HLA typing from RNA-Seq sequence reads

Abstract

We present a method, seq2HLA, for obtaining an individual's human leukocyte antigen (HLA) class I and II type and expression using standard next generation sequencing RNA-Seq data. RNA-Seq reads are mapped against a reference database of HLA alleles, and HLA type, confidence score and locus-specific expression level are determined. We successfully applied seq2HLA to 50 individuals included in the HapMap project, yielding 100% specificity and 94% sensitivity at a P-value of 0.1 for two-digit HLA types. We determined HLA type and expression for previously un-typed Illumina Body Map tissues and a cohort of Korean patients with lung cancer. Because the algorithm uses standard RNA-Seq reads and requires no change to laboratory protocols, it can be used for both existing datasets and future studies, thus adding a new dimension for HLA typing and biomarker studies.

Figure 1

HLA sequence variability. (a) The helices encoded by exons 2 (α1- chain: orange) and 3 (α2-chain: red) of the HLA class I alleles bind peptides (crystal structure 3OXR from PDB). (b) HLA locus is polygenic (A, B, C) and highly polymorphic within and across the three class I genes, showing the nucleotide variability at each position of a multiple sequence alignment of all HLA class I alleles, where 0 and 2 represent minimum and maximum variability, as defined using Shannon's Entropy (2 - Information Content; see Methods). (c) Example sequences are shown for four regions in seven HLA groups.

Figure 2

Workflow of seq2HLA. (a) RNA-Seq reads are mapped against the reference HLA sequences. (b) For each locus, the allele with the greatest number of reads is determined. (c) Reads associated with the first determined group are removed and the mapping procedure is repeated. (d) The second digital haplotype is called. (e) Zygosity is determined. (f) The genotype and the associated P-values are reported.

Figure 3

Sensitivity versus specificity for different mapping and technical parameters applied to the 50 Montgomery test samples.

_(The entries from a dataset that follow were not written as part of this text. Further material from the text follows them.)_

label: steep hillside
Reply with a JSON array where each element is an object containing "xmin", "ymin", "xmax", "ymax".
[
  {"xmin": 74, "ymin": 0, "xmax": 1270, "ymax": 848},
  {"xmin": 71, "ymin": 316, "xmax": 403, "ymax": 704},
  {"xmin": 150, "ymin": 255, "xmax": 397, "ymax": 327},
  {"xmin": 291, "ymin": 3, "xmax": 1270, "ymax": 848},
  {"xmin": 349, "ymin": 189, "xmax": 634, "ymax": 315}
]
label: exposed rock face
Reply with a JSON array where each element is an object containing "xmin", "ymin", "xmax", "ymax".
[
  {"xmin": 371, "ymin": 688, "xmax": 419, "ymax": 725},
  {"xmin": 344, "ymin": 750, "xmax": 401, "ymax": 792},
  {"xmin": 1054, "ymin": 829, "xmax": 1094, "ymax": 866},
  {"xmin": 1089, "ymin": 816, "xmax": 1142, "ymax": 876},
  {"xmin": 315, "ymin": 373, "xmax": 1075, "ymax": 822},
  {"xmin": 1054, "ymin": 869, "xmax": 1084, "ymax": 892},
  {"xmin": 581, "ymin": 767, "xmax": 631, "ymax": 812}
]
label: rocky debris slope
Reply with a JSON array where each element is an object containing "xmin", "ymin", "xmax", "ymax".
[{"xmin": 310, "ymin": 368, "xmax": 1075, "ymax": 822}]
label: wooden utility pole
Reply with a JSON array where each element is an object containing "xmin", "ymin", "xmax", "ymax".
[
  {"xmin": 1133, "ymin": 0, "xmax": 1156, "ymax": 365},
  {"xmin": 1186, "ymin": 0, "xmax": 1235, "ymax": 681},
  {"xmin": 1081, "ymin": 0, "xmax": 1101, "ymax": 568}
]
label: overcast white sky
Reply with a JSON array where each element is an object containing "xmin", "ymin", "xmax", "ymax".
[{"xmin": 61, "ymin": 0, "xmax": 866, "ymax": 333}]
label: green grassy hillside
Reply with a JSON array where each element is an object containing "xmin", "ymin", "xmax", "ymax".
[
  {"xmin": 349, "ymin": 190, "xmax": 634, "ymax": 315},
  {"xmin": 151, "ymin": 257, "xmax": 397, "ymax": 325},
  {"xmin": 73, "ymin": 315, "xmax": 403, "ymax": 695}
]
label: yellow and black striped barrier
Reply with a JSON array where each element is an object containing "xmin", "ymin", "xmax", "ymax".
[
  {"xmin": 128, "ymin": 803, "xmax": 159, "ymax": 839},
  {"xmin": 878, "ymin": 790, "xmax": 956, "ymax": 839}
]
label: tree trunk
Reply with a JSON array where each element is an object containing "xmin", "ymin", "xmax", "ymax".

Bowtie mapping parameters include -a (report all mappings), -m1 (report only unique mappings), -v<0|1|2> (allow zero, one or two mismatches), using the initial reference dataset consisting of exons 1 to 3, plus 75 nucleotides of exon 4. Analysis of different technical parameters comprised varying the average number of reads per sample (1e⁶, 5e⁶ and 10e⁶) while mapping against the initial reference dataset with '-a -v1', shortening the read length (from 73 nucleotides to 30 nucleotides) and using only one of the read pairs to simulate a single-end read dataset. nt, nucleotide; PE, paired-end; SE, single-end

Figure 4

Summed expression of MHC class I and class II in normal tissues in RPKM units [19]. Seq2HLA was applied to the 50 nucleotide paired-end RNA-Seq dataset from the Illumina Body Map 2.0 project. HLA, human leukocyte antigen; RPKM, reads per kilobase of exon model per million mapped reads.